Hi,
Is it possible to scale a matrix (FP64) by the texture on the GPU in parallel with cuda core and tensor core operations?
Cheers
Hi,
Is it possible to scale a matrix (FP64) by the texture on the GPU in parallel with cuda core and tensor core operations?
Cheers
What scaling operation are you referring to?
The texture unit on a GPU has the ability to do certain kinds of multiplications when performing “texture linear filtering”, but these (AFAIK) cannot be used to scale a matrix (e.g. sA
where s
is a more-or-less arbitrary scalar and A
is a matrix).
The texture unit in a GPU can retrieve 8-byte textures but is not able to perform any of the usual texture linear filtering on them.
Even if you could do this somehow (&), the texture linear filtering engine has only about 9 bits of resolution, so you’d have to consider carefully the use-case for applying this on a FP64 type.
(&) in the 32-bit float case, I suspect it might be possible to have an interleaved realization of the A
matrix, such that the range of possible scaling is represented by interleaved points.
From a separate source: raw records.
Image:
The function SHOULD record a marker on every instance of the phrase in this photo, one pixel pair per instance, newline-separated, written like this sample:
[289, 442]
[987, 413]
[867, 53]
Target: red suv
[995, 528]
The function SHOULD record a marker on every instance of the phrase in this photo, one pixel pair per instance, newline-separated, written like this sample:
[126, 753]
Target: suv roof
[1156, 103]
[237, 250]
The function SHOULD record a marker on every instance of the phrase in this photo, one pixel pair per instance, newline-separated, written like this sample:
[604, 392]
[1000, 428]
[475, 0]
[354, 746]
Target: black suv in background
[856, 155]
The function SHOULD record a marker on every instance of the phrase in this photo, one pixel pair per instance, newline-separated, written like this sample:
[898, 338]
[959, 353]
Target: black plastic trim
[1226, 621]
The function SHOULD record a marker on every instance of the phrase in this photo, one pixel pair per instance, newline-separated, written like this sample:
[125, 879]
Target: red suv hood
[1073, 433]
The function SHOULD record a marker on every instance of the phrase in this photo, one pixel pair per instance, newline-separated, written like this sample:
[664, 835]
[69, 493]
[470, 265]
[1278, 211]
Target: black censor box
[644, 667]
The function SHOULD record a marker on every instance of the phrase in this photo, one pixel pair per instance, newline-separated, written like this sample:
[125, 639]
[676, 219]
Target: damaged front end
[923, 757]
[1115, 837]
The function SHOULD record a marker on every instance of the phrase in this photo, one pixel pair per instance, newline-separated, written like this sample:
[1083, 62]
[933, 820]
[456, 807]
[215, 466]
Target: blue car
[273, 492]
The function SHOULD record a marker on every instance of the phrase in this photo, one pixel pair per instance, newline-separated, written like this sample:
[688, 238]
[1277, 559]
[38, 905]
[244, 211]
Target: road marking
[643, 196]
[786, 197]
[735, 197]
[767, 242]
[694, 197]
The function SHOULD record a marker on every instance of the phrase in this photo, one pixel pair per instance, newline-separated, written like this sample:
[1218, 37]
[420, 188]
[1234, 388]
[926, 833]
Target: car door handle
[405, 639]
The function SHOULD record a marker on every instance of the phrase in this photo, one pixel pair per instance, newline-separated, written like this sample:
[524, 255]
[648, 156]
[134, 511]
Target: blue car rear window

Suppose we have a 1D A
matrix like so:
0.2 0.4 0.6 0.8
It might be possible to create an interleaved version of A
, where the interleaved values represent the maximum range of scaling (let’s assume a maximum multiplier of 10 for s
, i.e. s
is in the range of 1 to 10):
0.2 2.0 0.4 4.0 0.6 6.0 0.8 8.0
You could then use the linear interpolator (perhaps) to scale the A
matrix at the point of texture fetch, by providing an offset to the sample point that varied from 0 to 1, representing a multiplier from 1 to 10 (in this example).
This would still be potentially “coarse” scaling due to the limited representation of the scaling factor.